本発明は、好ましい例として、デキストラン1、デキストラン5を用いた実施例を提供する。これらはデキストラン1とデキストラン5の組み合わせで用いることができ、ポロキサマー188との組み合わせでも用いることができる。
本発明の薬学的組成物は、薬学的に許容される添加剤をさらに含むことができ、薬学分野において通常の方法にしたがって患者の身体内投与に適した単位投与型の製剤で製剤化することができる。また、前記製剤は、薬剤学的に許容される担体または媒体、例えば、滅菌水、生理食塩水、植物油、乳化剤、懸濁剤、界面活性剤、安定剤、賦形剤、ビヒクル、防腐剤、または結合剤などと組み合わせて、薬学的に認められている単位容量形態で混和することによって製剤化することができる。
材料および方法
本願発明では、デキストラン1(Dextran 1(EP grade、Pharmacosmos)、デキストラン5(Dextran 5、pharmaceutical quality、Pharmacosmos)、ポロキサマー188(Poloxamer 188、cell culture grade、シグマ−アルドリッチ)を用いて実験を行った。また、関節炎誘導のためにrhIL−1α(recombinant human IL−1α、Lot No. 200−01A)をPEPROTECHで購入して使用し、陽性対照物質としてインドメタシン(Indomethacin、シグマ−アルドリッチ、Lot No. 53−86−1)、ヒアルロン酸ナトリウム(sodium hyaluronate 25 mg/2.5 mL、Aragan Injection (prefilled)、Dongkwang Pharm.、専門医薬品)を用いた。
1.1 細胞の分離培養
3週齢の雄SDラットの後肢関節を滅菌状態で分離した後、関節を構成する軟骨組織だけを集めて単一細胞化して、一次、ラット軟骨細胞(Chondrocytes)を分離して使用した。初代培養した細胞が安定すると試験に用い、安定した軟骨細胞を特定するためにRNA分離後、軟骨細胞標識因子であるII型コラーゲンやSOX9遺伝子の発現程度をリアルタイムRT−PCRを用いて確認した上で試験に使用した。

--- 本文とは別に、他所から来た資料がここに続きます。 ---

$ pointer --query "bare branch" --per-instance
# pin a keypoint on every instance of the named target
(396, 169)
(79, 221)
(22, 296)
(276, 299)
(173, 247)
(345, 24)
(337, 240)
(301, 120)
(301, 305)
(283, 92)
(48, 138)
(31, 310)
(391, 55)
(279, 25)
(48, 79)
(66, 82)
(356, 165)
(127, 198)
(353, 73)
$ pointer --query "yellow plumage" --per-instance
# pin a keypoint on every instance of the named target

前記1.1から分離された細胞は、温度37℃、湿度95%、CO25%に設定された培養器で培養し、培養室の温度および湿度は、8時間単位で確認した。培地としては、10%牛胎児血清、2 mL L−グルタミン、50 U/mLペニシリン、50μg/mLストレプトマイシンが補充されたMinimum Essential Medium(MEM)培地を用いた。培養期間の間、細胞数が90%以上増殖したとき、Detached solution(0.25(w/v)%Trypsin、0.53 mM EDTA solution(3 mL))で細胞を分離し、125 X g、10分間遠心分離して細胞を分離し、以下の実験にて用いた。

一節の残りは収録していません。